Streptokinase production from Streptococcus dysgalactiae subsp. equisimilis SK-6 in the presence of surfactants, growth factors and trace elements.

Streptokinase is an extracellular protein secreted by various strains of streptococci and is used clinically as an intravenous thrombolytic agent for the treatment of acute myocardial infarction. It is well established that the fibrinolytic activity of streptokinase originates in its ability to activate plasminogen. The present investigation was carried out to determine the extent of streptokinase production by Streptococcus dysgalactiae subsp. equisimilis SK-6, in the presence of surfactants, growth factors, trace elements and under the influence of different physical parameters. Mineral salt medium was supplemented with different surfactants, growth factors and trace elements. Effects of incubation period and inoculum volume were also studied. Results indicated that the streptokinase yield was higher in the presence of non-ionic surfactants, where Tween 80 supported maximum enzyme production (0.178 U/ml). Growth factors such as glycine and thiamine supplementation resulted in better enzyme production. Trace elements in the form of magnesium sulphate and ferrous sulphate when added in lesser quantity aided higher streptokinase synthesis. Enzyme production was severely affected in the presence of higher concentrations of these inorganic salts. A constant decrease in the enzyme production was observed beyond 48 h of incubation. Among the different inoculum sizes used, 1 % v/v inoculum facilitated highest streptokinase production (0.360 U/ml). The streptokinase production ability of S. dysgalactiae subsp. equisimilis SK-6 offers its potential industrial application for the manufacture of streptokinase.

Introduction

Cardiovascular diseases are one of the biggest health concerns all over the world (Grundy et al. 1999). Among these, thrombosis is most widespread within the elderly population. The disease results from severe blood clotting, leading to the obstruction of blood circulation. In the physiological state, fibrin and platelets are utilized for clotting to prevent blood loss from injuries in a process called haemostasis (Furie and Furie 2008).

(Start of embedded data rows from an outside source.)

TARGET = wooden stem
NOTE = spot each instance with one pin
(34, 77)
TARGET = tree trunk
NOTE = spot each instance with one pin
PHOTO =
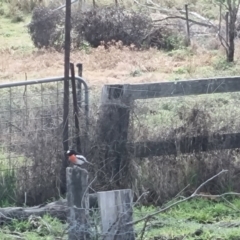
(231, 33)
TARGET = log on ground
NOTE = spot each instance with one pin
(58, 209)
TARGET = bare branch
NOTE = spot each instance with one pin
(184, 200)
(210, 179)
(183, 18)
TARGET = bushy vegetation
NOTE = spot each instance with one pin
(99, 27)
(196, 219)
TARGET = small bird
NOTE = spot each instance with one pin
(76, 159)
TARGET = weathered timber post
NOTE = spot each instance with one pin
(116, 211)
(78, 203)
(113, 126)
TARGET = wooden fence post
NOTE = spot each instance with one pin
(113, 126)
(78, 203)
(116, 211)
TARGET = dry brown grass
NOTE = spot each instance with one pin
(114, 65)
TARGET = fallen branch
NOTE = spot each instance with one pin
(58, 209)
(183, 18)
(195, 194)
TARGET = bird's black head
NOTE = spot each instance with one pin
(71, 152)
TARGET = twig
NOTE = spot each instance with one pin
(210, 179)
(183, 200)
(183, 18)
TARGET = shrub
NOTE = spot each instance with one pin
(46, 27)
(96, 26)
(106, 24)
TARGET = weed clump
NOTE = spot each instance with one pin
(101, 25)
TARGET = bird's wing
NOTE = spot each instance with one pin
(79, 162)
(82, 158)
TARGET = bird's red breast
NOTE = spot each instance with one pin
(72, 158)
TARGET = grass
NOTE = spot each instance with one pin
(196, 219)
(210, 219)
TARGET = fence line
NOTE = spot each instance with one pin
(30, 137)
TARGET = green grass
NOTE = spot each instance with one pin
(35, 228)
(196, 219)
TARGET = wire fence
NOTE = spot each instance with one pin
(31, 152)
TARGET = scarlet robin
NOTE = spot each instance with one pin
(76, 158)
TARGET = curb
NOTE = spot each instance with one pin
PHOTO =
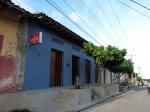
(91, 104)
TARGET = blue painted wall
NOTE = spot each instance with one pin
(37, 68)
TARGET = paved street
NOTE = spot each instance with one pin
(136, 100)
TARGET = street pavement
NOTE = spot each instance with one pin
(136, 100)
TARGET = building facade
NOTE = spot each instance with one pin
(56, 61)
(36, 52)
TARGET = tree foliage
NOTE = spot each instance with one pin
(110, 57)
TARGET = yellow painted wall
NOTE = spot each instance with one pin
(9, 29)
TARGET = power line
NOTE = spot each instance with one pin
(94, 17)
(103, 12)
(59, 9)
(140, 4)
(133, 9)
(81, 18)
(119, 22)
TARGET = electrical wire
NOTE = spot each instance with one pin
(123, 31)
(94, 17)
(53, 4)
(103, 12)
(81, 19)
(133, 9)
(140, 4)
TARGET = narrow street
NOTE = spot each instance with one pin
(136, 100)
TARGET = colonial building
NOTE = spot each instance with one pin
(37, 52)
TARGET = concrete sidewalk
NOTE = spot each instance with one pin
(102, 100)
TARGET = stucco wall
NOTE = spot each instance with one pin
(8, 30)
(37, 69)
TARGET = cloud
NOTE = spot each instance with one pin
(56, 15)
(24, 5)
(75, 16)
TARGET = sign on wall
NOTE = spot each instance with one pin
(35, 38)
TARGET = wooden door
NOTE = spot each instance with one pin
(56, 74)
(88, 71)
(1, 42)
(75, 68)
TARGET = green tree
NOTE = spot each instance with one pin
(125, 67)
(110, 57)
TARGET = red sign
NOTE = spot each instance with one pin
(35, 38)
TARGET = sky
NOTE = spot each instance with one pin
(107, 21)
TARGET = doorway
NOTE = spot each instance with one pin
(88, 71)
(56, 74)
(75, 68)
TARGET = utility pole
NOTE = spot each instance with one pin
(139, 70)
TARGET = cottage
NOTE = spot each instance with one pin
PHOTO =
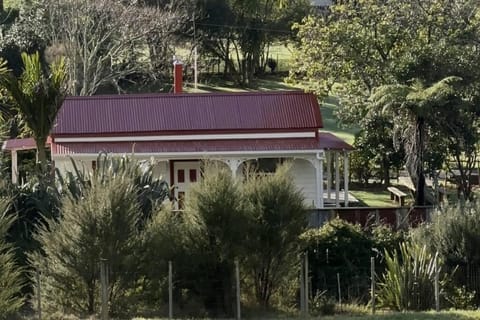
(180, 130)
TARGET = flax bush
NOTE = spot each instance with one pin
(10, 273)
(408, 281)
(101, 220)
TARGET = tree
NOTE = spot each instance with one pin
(361, 45)
(10, 273)
(217, 203)
(37, 96)
(105, 42)
(375, 151)
(102, 225)
(239, 32)
(413, 110)
(278, 218)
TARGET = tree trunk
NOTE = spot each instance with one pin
(42, 154)
(420, 187)
(386, 171)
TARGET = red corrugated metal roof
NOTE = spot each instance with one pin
(325, 141)
(21, 144)
(154, 113)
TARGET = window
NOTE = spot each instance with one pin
(264, 165)
(181, 176)
(193, 175)
(181, 200)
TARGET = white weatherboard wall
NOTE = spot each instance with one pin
(303, 174)
(161, 169)
(65, 164)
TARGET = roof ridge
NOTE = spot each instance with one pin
(185, 95)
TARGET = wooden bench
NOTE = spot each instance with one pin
(397, 195)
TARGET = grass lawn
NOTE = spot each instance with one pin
(431, 315)
(458, 315)
(377, 196)
(330, 121)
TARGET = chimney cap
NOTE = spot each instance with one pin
(177, 60)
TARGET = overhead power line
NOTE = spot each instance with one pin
(242, 27)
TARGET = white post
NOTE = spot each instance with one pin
(346, 175)
(195, 67)
(104, 289)
(233, 164)
(39, 294)
(337, 180)
(372, 279)
(319, 182)
(329, 176)
(14, 167)
(170, 290)
(437, 287)
(339, 290)
(302, 291)
(306, 284)
(237, 285)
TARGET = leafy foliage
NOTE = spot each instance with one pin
(37, 97)
(239, 32)
(11, 281)
(278, 218)
(454, 234)
(101, 225)
(363, 45)
(101, 218)
(408, 281)
(345, 249)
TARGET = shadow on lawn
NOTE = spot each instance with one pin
(414, 316)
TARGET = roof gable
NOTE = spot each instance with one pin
(173, 113)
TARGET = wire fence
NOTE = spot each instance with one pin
(173, 292)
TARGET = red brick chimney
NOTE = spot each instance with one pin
(177, 76)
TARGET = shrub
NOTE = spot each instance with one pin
(102, 225)
(322, 304)
(343, 248)
(278, 218)
(217, 204)
(10, 273)
(453, 232)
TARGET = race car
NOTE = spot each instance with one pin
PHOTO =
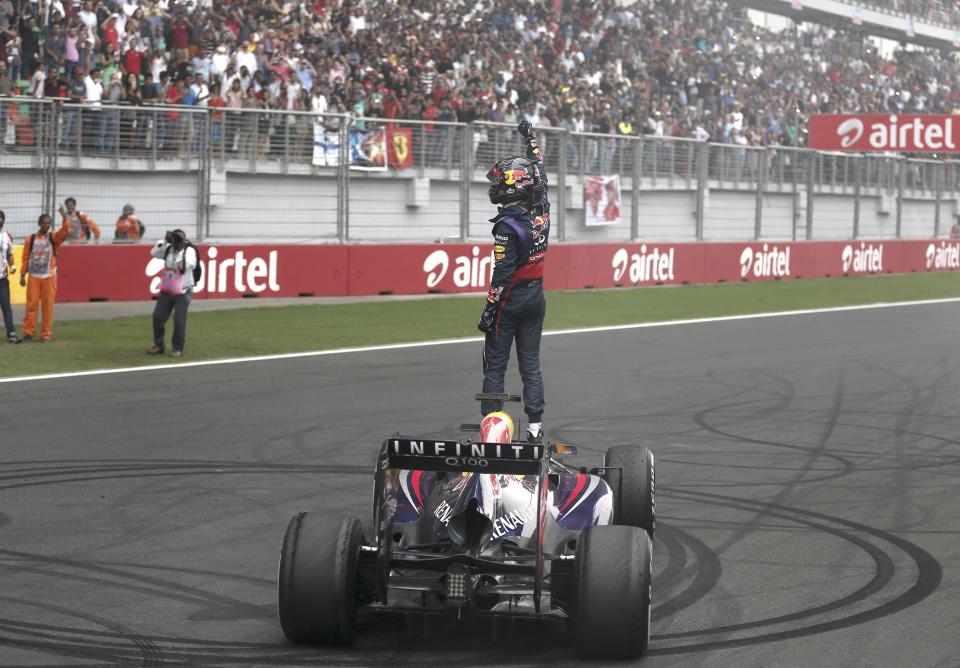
(493, 527)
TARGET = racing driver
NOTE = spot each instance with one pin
(515, 303)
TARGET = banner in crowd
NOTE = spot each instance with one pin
(913, 133)
(601, 199)
(326, 146)
(127, 272)
(399, 147)
(368, 150)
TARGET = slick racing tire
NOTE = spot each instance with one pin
(612, 576)
(318, 579)
(633, 486)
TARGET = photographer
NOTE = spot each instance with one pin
(176, 289)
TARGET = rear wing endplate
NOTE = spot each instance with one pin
(423, 454)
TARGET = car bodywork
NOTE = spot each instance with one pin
(480, 527)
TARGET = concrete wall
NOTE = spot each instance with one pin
(406, 206)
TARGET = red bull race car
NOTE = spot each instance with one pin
(492, 527)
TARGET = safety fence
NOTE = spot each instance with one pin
(241, 173)
(128, 273)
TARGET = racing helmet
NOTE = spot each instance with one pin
(516, 181)
(496, 427)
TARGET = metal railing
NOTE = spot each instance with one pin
(197, 148)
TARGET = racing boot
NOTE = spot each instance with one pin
(535, 432)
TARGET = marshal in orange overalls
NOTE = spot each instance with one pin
(39, 262)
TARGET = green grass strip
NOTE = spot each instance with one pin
(120, 342)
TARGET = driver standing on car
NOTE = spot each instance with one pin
(515, 303)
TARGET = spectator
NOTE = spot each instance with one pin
(129, 227)
(81, 226)
(29, 42)
(7, 267)
(110, 117)
(176, 290)
(53, 84)
(76, 92)
(39, 261)
(92, 97)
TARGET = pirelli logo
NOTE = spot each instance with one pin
(430, 448)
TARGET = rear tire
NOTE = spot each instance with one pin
(318, 579)
(633, 486)
(613, 590)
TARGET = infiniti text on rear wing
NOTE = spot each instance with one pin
(432, 455)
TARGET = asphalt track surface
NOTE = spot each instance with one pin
(807, 480)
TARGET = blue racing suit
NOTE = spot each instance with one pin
(516, 293)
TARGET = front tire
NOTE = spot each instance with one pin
(633, 486)
(613, 592)
(318, 579)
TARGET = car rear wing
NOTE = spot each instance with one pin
(427, 454)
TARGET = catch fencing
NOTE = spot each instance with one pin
(253, 174)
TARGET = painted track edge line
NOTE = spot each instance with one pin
(475, 339)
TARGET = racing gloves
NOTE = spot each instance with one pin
(488, 318)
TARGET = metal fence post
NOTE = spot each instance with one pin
(764, 155)
(50, 116)
(562, 187)
(703, 161)
(811, 185)
(635, 189)
(856, 196)
(939, 197)
(901, 186)
(466, 176)
(204, 158)
(795, 158)
(343, 181)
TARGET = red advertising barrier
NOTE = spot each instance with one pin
(915, 133)
(127, 273)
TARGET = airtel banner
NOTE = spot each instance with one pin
(128, 273)
(912, 133)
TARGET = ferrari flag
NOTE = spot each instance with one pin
(399, 147)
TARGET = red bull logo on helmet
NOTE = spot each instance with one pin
(511, 176)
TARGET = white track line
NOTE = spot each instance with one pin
(473, 339)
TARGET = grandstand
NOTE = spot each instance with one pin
(251, 86)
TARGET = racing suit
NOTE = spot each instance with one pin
(516, 297)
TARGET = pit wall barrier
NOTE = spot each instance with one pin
(128, 273)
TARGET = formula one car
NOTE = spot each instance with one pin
(493, 527)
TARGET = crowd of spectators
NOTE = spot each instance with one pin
(684, 68)
(933, 11)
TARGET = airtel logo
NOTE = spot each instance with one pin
(943, 256)
(765, 263)
(653, 266)
(470, 271)
(866, 258)
(850, 132)
(256, 275)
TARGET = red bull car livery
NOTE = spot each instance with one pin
(487, 528)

A blood clot or thrombus contains a mixture of platelets, fibrin and in some cases red blood cells and are of two types: platelet-rich arterial clots (also called white clots) formed under high shear stress, typically after rupture of an atherosclerotic plaque or other damage to the blood vessels and venous clots (also called red clots) containing red blood cells and formed under lower shear stress on the surface of a largely intact endothelium. Both these clots can be treated with anti-coagulant and anti-platelet drugs (Mackman 2012).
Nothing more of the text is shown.